Testing is underway at Purdue University on a “human-computer collaborative decision-making system.” More simply put – Purdue researchers want to make it easier to make otherwise more complex irrigation decisions.
“We’re trying to help growers get usable information to improve their practices for both economic and ecological sustainability,” according to David Ebert, Purdue electrical and computer engineering professor. “We’re trying to take a sea of data and turn it into decisions that people have so they can make better, more effective decisions.”
Ebert and his team turned to water scarcity in California – a huge issue for the state right now. Researchers looked at perennial crops such as grapes and nuts.

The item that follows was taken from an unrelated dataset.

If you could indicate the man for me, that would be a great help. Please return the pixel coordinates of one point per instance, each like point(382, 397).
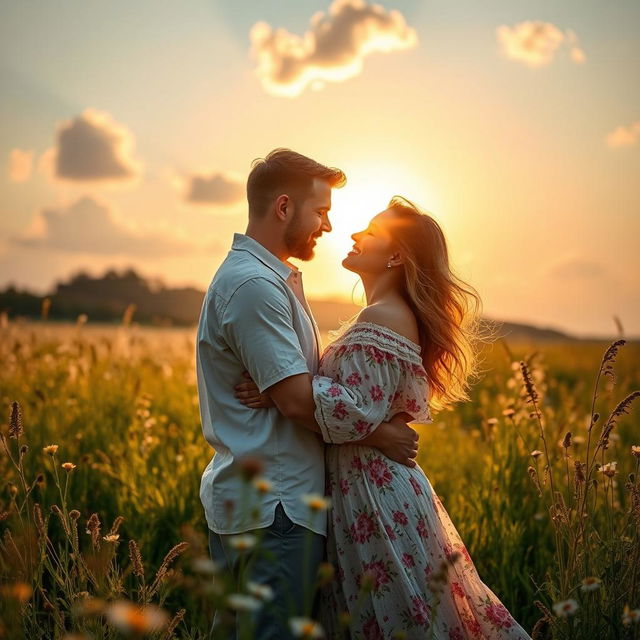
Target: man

“[Those crops] are even more complicated decision-making environments,” he says. “You don’t start with a blank slate each year. These are crops where the value of the crop is very high, so the impact that we can have can easily be turned into an increase in profit.”
Wine and grape crops contribute more than $250 billion to the U.S. economy annually, Ebert notes.
Though most of the research is focused on the western U.S., the researchers are also collaborating with a local winery in Borden, Ind. The models they are developing take multiple factors and layers into account, including plant science, soil, hydrology and even market drivers for the crops. Put all together, Ebert hopes it will empower farmers to change practices and also develop policies that support those practices.
And as Jao Surakitbanharn, a Purdue research analyst working on the project points out: “Even the smallest amount of water savings has tremendous impacts.”
The project is funded through Purdue’s Big Idea Challenge.